# Why does Amazon charge me more than my wife for books I purchase?



## Rick Charles (Feb 1, 2014)

It's strange. I purchased a book from Amazon that cost $5.99 . My wife coincidentally purchased the same book that cost $2.99.
What's going on?!! Why am I charged more than my wife?
I would like to think its down to the charm of my wife, but my investigations showed the following:
- we have the same address logged on Amazon
- we have different names on Amazon, and different accounts
- my credit card is UK based, whereas hers is US based.
We both live abroad now, so our location does not seem to be the factor here.
As far as I can see it's just down to our credit card.
Would anyone know if I'm right, and isn't this illegal practice from Amazon - charging people with a foreign credit card more than others?
Any help o this much appreciated.


----------



## KimberlyinMN (Dec 30, 2009)

My guess is the address. 

Edited to add: I mean, the US/UK difference.

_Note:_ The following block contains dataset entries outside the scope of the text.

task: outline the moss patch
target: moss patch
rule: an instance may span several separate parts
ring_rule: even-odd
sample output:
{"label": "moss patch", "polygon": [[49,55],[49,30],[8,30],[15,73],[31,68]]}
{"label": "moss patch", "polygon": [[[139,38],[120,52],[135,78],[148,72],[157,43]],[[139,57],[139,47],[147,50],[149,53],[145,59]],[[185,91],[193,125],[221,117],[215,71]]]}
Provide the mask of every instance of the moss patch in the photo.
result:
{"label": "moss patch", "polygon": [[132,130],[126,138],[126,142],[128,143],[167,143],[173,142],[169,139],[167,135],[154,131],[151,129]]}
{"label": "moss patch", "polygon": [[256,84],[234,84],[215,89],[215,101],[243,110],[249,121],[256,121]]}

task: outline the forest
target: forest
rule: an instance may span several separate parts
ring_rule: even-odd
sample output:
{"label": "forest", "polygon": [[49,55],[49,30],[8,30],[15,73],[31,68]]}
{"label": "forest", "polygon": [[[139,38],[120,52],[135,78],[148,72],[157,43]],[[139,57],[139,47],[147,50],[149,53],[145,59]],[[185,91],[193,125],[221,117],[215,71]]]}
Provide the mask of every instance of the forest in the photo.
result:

You should give them a call to find out. If the support person you are first talking to can't answer the question, ask to speak to a supervisor.  When you log into Amazon, are you on the UK site? Is your wife on the US site?


----------



## Morf (Nov 18, 2010)

Have you checked the current price for the book for both of you? Prices change very regularly, it's possible the price dropped or rose between the purchases and you were unlucky.

Are you both using amazon.com? What country is your address in?

As a UK resident with a UK address and credit card, I'm not always able to purchase Kindle books from amazon.com - sometimes when I go to the book page it lets me read the description etc but the "buy" button is replaced with "This book is not currently available for purchase". I'm not sure when this happens, though I suspect it's chosen by the publisher.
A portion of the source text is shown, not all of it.